The song ‘Drawn To The Blood’ is one of intense frustration and anguish overt suffering. “For my prayer has always been love/What did I do to deserve this?,” Sufjan cries out in a haunting falsetto, as if to God. Sufjan is a pretty devout Christian, and imbues such themes into his music, but more so in a literary sense than a preachy one. One such reference comes when Sufjan calls on Delilah to “avenge [his grief],” which is interesting given the fact that, in the Bible, Delilah is painted as the villain for betraying her lover, Samson, for money. Perhaps Sufjan aligns himself with her out of his feelings of guilt; Regardless of the meaning, this one is bloody and dark. But I’m still not convinced that this album, or Sufjan’s music as a whole, is depressing.
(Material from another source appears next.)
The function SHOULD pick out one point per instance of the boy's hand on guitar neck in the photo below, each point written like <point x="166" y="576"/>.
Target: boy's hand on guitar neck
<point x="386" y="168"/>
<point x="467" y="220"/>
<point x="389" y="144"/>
Another standout track is ‘Fourth of July.’ Dark piano chords start us off in a call-and-response-like song about the days and nights Sufjan spent in the hospital with his mother, Carrie, before her passing. Sufjan’s voice goes up an octave and uses certain motifs such as firefly, little doves, little loon, and star in the sky to establish that Carrie is speaking. All of the things are terms of endearment one would give a small child, so, while sweet, exemplify the distance between them. Sufjan in turn refers to his mother as “my fading supply” designated, perhaps, her absence. Although, as I said, this song is so emotional, it is also cathartic. It describes healing, forgiveness, and the inevitability of death. The lyrics that always get me choked up are fromCarrie’s perspective: “Did you get enough love, my little dove/Why do you cry? And I’m sorry I left, but it was for the best/Though it never felt right.” During the live version the song reaches a crescendo with lights resembling fireworks that move over the crowd in a frenzy as pounding drums and piano back the mantra: “we’re all gonna die,” sung over and over until Sufjan’s voice breaks.
I could say so much more about Carrie & Lowell. This album has changed my life. Listen to this when you’re sad, you’re grieving, you’re laying on the floor of your childhood home, watching the sun go down, drinking beer, tying your shoes, making a mixtape, crying. And when you’re done, come find me.